Bangalore (Inde), correspondance
C’est un coup dur pour les agriculteurs et les consommateurs indiens. « En raison des inondations du mois de mars, mon blé a pourri et la production a chuté de 20 %, s’inquiète auprès de Reporterre Anand Kumar Singh, un agriculteur de l’État pauvre du Bihar, dans le nord-est de l’Inde. Et maintenant, à cause de pluies minimales ou inexistantes en juillet et en août, nous ne pouvons pas semer les plants de riz. Notre récolte va baisser de 30 %... » La situation de cet agriculteur, qui gère une ferme avec des travailleurs saisonniers, est celle de beaucoup de fermiers en Inde.
Confronté à des précipitations erratiques et imprévisibles cet été, le rythme des récoltes a été bouleversé. En juillet, seuls 23 millions d’hectares de riz, l’indispensable céréale pour nourrir le pays, ont été exploités au lieu de 40 millions en moyenne.
La période de mousson, de juin à août selon les latitudes, fournit les trois quarts des précipitations du pays. Cette année, elles sont 7 % moins importantes que la normale. Une moyenne qui cache, au cas par cas, des situations encore plus problématiques. Dans le nord-est de l’Inde, où Anand Kumar Singh est installé, il est tombé en réalité 8 % de plus, ce qui a empêché de planter. Dans le sud du pays, le déficit de précipitation est au contraire de 15 %.
Des prix qui explosent de 37 %
Ce mois d’août vient d’entrer dans l’histoire comme le plus sec enregistré depuis le début des mesures météorologiques en Inde, en 1901. Les experts pointent le rôle d’El Niño, ce réchauffement climatique de l’océan Pacifique qui affecte entre autres le sous-continent indien. « Son développement perturbe les vents, avec un impact négatif sur les précipitations de mousson observées en Inde », explique Mrutyunjay Mohapatra, directeur du Service météorologique indien (IMD).

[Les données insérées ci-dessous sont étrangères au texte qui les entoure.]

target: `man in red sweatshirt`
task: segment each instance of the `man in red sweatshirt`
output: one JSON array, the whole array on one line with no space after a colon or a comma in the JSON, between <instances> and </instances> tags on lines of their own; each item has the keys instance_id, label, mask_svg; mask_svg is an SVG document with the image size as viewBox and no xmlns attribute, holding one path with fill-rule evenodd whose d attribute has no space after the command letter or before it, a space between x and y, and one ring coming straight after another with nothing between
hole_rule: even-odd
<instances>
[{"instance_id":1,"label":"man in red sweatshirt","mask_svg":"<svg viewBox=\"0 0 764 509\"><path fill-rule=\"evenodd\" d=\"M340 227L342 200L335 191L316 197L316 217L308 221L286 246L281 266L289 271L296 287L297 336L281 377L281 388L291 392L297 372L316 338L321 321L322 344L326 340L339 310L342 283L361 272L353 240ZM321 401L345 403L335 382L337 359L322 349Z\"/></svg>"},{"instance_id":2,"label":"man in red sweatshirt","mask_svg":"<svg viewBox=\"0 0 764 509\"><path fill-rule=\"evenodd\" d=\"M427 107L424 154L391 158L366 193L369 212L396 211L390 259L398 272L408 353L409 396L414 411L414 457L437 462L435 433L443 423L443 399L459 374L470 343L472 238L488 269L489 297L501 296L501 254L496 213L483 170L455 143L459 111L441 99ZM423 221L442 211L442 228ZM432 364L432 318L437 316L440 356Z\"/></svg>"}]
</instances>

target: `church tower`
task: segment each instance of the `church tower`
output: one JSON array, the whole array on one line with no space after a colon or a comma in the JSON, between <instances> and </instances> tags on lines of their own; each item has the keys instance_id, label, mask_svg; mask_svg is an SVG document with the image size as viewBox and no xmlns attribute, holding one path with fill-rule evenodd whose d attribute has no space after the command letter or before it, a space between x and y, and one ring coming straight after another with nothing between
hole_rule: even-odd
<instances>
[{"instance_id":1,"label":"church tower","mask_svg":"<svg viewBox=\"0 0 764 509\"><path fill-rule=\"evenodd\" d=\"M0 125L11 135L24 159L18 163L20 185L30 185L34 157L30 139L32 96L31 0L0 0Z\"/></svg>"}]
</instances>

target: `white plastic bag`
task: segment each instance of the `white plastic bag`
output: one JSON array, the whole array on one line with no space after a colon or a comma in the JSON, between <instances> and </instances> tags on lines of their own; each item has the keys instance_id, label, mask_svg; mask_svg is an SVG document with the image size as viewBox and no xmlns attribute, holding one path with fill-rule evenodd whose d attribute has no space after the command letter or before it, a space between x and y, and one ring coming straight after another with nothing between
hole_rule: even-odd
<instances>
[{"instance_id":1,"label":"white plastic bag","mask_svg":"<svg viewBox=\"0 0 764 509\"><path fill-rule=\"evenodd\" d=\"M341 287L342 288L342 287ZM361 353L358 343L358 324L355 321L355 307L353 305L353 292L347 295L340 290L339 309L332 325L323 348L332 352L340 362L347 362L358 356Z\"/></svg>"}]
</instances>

En conséquence, les prix des céréales et des légumes explosent dans le pays, avec une hausse de 37 % par rapport à l’année précédente. Symbole de cette inflation alimentaire, la tomate, indispensable dans la cuisine pour beaucoup d’Indiens, voit son prix au kilo frôler les 150 roupies (environ 1,7 euro), soit quatre fois la norme. Des fast-foods tels que McDonald’s ou Subway ont dû retirer le fruit rouge de leurs sandwichs.

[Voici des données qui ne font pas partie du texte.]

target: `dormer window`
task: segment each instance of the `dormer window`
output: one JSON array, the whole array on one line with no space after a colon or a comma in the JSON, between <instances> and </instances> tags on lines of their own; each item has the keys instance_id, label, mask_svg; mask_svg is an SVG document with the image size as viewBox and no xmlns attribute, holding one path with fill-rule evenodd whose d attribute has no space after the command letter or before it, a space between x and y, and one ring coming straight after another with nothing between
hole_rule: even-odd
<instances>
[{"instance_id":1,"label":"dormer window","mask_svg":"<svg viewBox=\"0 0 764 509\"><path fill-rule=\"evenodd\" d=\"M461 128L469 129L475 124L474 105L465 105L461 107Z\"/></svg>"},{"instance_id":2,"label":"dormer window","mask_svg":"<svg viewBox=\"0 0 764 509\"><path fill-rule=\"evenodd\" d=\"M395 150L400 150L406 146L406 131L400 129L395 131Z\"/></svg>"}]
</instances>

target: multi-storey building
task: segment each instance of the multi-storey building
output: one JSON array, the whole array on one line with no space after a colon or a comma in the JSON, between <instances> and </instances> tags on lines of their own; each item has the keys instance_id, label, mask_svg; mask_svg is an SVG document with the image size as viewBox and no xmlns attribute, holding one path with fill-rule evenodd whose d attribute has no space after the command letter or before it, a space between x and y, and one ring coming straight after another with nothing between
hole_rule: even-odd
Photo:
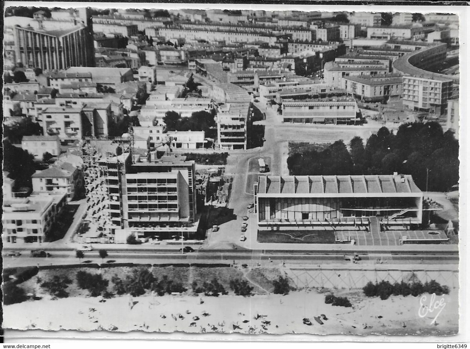
<instances>
[{"instance_id":1,"label":"multi-storey building","mask_svg":"<svg viewBox=\"0 0 470 349\"><path fill-rule=\"evenodd\" d=\"M372 65L376 65L378 62L384 66L387 67L389 71L392 71L392 60L387 56L348 54L336 57L335 59L335 62L338 63L342 62L353 63L355 62L367 62Z\"/></svg>"},{"instance_id":2,"label":"multi-storey building","mask_svg":"<svg viewBox=\"0 0 470 349\"><path fill-rule=\"evenodd\" d=\"M251 100L246 90L230 83L213 85L210 94L212 99L222 103L249 103Z\"/></svg>"},{"instance_id":3,"label":"multi-storey building","mask_svg":"<svg viewBox=\"0 0 470 349\"><path fill-rule=\"evenodd\" d=\"M380 231L422 221L423 194L410 175L260 176L254 193L260 229Z\"/></svg>"},{"instance_id":4,"label":"multi-storey building","mask_svg":"<svg viewBox=\"0 0 470 349\"><path fill-rule=\"evenodd\" d=\"M165 19L158 18L130 18L123 17L119 15L112 16L92 16L93 24L113 24L118 25L132 25L137 26L137 30L145 31L148 28L151 27L163 27L165 23L170 23L168 18Z\"/></svg>"},{"instance_id":5,"label":"multi-storey building","mask_svg":"<svg viewBox=\"0 0 470 349\"><path fill-rule=\"evenodd\" d=\"M419 23L390 27L368 27L367 37L376 39L420 40L424 38L427 30L428 28Z\"/></svg>"},{"instance_id":6,"label":"multi-storey building","mask_svg":"<svg viewBox=\"0 0 470 349\"><path fill-rule=\"evenodd\" d=\"M65 194L68 201L73 200L83 185L83 174L68 163L36 171L31 176L34 192Z\"/></svg>"},{"instance_id":7,"label":"multi-storey building","mask_svg":"<svg viewBox=\"0 0 470 349\"><path fill-rule=\"evenodd\" d=\"M134 80L134 74L129 68L70 67L66 72L68 74L91 73L93 82L110 87Z\"/></svg>"},{"instance_id":8,"label":"multi-storey building","mask_svg":"<svg viewBox=\"0 0 470 349\"><path fill-rule=\"evenodd\" d=\"M360 24L362 27L373 27L380 25L382 15L379 13L357 11L350 14L349 19L350 23Z\"/></svg>"},{"instance_id":9,"label":"multi-storey building","mask_svg":"<svg viewBox=\"0 0 470 349\"><path fill-rule=\"evenodd\" d=\"M357 104L353 98L282 103L282 121L303 124L351 124L356 121Z\"/></svg>"},{"instance_id":10,"label":"multi-storey building","mask_svg":"<svg viewBox=\"0 0 470 349\"><path fill-rule=\"evenodd\" d=\"M426 44L428 43L422 43ZM408 45L408 42L405 45ZM446 58L445 44L428 44L393 62L393 70L404 75L403 106L411 110L446 115L447 100L458 95L459 78L428 71Z\"/></svg>"},{"instance_id":11,"label":"multi-storey building","mask_svg":"<svg viewBox=\"0 0 470 349\"><path fill-rule=\"evenodd\" d=\"M64 193L40 193L3 201L4 246L19 242L44 242L67 205Z\"/></svg>"},{"instance_id":12,"label":"multi-storey building","mask_svg":"<svg viewBox=\"0 0 470 349\"><path fill-rule=\"evenodd\" d=\"M252 110L247 103L229 103L219 106L217 140L219 149L246 149L246 124Z\"/></svg>"},{"instance_id":13,"label":"multi-storey building","mask_svg":"<svg viewBox=\"0 0 470 349\"><path fill-rule=\"evenodd\" d=\"M340 24L339 37L342 39L352 39L360 35L360 24Z\"/></svg>"},{"instance_id":14,"label":"multi-storey building","mask_svg":"<svg viewBox=\"0 0 470 349\"><path fill-rule=\"evenodd\" d=\"M392 18L393 25L407 25L413 23L413 14L407 12L397 12Z\"/></svg>"},{"instance_id":15,"label":"multi-storey building","mask_svg":"<svg viewBox=\"0 0 470 349\"><path fill-rule=\"evenodd\" d=\"M325 81L330 86L341 88L343 77L384 74L388 72L388 68L378 63L360 64L359 62L346 63L345 62L327 62L325 63Z\"/></svg>"},{"instance_id":16,"label":"multi-storey building","mask_svg":"<svg viewBox=\"0 0 470 349\"><path fill-rule=\"evenodd\" d=\"M66 73L51 72L46 75L48 86L59 88L63 85L68 85L72 82L92 82L91 73Z\"/></svg>"},{"instance_id":17,"label":"multi-storey building","mask_svg":"<svg viewBox=\"0 0 470 349\"><path fill-rule=\"evenodd\" d=\"M337 41L341 38L341 30L339 25L313 24L310 25L310 29L315 31L316 40Z\"/></svg>"},{"instance_id":18,"label":"multi-storey building","mask_svg":"<svg viewBox=\"0 0 470 349\"><path fill-rule=\"evenodd\" d=\"M404 76L403 107L412 110L446 115L447 100L452 96L453 81L444 76Z\"/></svg>"},{"instance_id":19,"label":"multi-storey building","mask_svg":"<svg viewBox=\"0 0 470 349\"><path fill-rule=\"evenodd\" d=\"M83 25L50 31L18 26L14 34L16 60L25 67L54 70L94 65L93 42Z\"/></svg>"},{"instance_id":20,"label":"multi-storey building","mask_svg":"<svg viewBox=\"0 0 470 349\"><path fill-rule=\"evenodd\" d=\"M206 141L204 131L168 131L166 135L176 149L202 148Z\"/></svg>"},{"instance_id":21,"label":"multi-storey building","mask_svg":"<svg viewBox=\"0 0 470 349\"><path fill-rule=\"evenodd\" d=\"M60 155L60 139L57 136L23 136L21 147L42 160L45 153L57 156Z\"/></svg>"},{"instance_id":22,"label":"multi-storey building","mask_svg":"<svg viewBox=\"0 0 470 349\"><path fill-rule=\"evenodd\" d=\"M446 126L447 130L452 130L455 132L455 138L459 138L459 100L449 100L447 101L447 123Z\"/></svg>"},{"instance_id":23,"label":"multi-storey building","mask_svg":"<svg viewBox=\"0 0 470 349\"><path fill-rule=\"evenodd\" d=\"M300 33L300 31L299 31ZM265 41L269 45L274 45L277 41L278 37L274 34L268 31L251 32L244 31L243 29L240 31L231 29L222 30L213 29L209 30L187 29L178 27L168 27L160 28L159 34L164 37L166 40L183 38L187 41L197 41L204 39L209 42L225 40L227 44L237 42L250 42L257 40Z\"/></svg>"},{"instance_id":24,"label":"multi-storey building","mask_svg":"<svg viewBox=\"0 0 470 349\"><path fill-rule=\"evenodd\" d=\"M121 35L129 38L138 34L138 29L135 24L118 24L114 23L93 23L94 32L102 32L106 36L114 37Z\"/></svg>"},{"instance_id":25,"label":"multi-storey building","mask_svg":"<svg viewBox=\"0 0 470 349\"><path fill-rule=\"evenodd\" d=\"M349 95L370 101L399 98L403 77L398 74L343 77L342 87Z\"/></svg>"},{"instance_id":26,"label":"multi-storey building","mask_svg":"<svg viewBox=\"0 0 470 349\"><path fill-rule=\"evenodd\" d=\"M85 178L89 216L109 242L125 243L130 235L190 238L196 232L193 161L182 156L157 159L155 152L148 157L112 155L89 162Z\"/></svg>"}]
</instances>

Du petit consommateur aux agriculteurs (45 % de la population active en Inde), la population indienne est sévèrement touchée. Alors qu’approchent les élections générales de 2024, le réchauffement climatique s’invite dans la campagne. Le gouvernement indien a très fortement restreint les exportations de riz blanc non basmati. Les taxes à l’exportation sur l’oignon, autre légume indispensable dans les currys indiens, ont été augmentées de 40 %.

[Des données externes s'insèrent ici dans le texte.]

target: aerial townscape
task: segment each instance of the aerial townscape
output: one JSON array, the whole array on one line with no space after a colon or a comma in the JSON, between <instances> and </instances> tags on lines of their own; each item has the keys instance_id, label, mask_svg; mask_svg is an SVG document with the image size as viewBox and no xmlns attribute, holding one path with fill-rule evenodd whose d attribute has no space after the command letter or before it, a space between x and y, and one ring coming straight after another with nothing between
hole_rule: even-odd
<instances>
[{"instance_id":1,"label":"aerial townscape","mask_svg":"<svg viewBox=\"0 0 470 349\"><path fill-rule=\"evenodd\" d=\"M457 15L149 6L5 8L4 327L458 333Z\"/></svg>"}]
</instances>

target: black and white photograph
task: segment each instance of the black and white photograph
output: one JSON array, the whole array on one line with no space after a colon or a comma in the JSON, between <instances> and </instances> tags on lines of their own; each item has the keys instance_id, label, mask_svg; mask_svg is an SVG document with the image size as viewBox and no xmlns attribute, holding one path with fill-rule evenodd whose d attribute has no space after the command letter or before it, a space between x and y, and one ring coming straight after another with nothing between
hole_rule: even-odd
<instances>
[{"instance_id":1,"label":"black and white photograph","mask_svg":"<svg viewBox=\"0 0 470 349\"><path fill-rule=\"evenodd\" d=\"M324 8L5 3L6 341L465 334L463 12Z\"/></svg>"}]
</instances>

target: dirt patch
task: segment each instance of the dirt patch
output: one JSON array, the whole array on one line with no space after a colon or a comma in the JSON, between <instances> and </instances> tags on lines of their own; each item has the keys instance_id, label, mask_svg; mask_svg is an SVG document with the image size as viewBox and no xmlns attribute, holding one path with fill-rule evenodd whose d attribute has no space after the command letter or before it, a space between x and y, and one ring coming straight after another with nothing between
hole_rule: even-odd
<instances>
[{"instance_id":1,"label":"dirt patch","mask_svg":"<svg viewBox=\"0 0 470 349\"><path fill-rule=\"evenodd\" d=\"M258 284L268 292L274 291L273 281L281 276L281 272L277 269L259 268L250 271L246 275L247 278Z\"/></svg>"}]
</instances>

Ces mesures qui visent à calmer l’inflation sur le marché intérieur provoquent des inquiétudes inverses sur les marchés internationaux. D’autant que l’Inde a déjà banni les exportations de blé en mai 2022. « Depuis que l’interdiction a été annoncée à la fin du mois dernier, les prix du riz thaïlandais ont augmenté de 20 % », a précisé à la BBC Joseph W. Glauber, chercheur à l’Institut international de recherche sur les politiques alimentaires (Ifpri). Des craintes qui seront sûrement abordées lors du sommet du G20 qui s’ouvre à New Delhi le 9 septembre.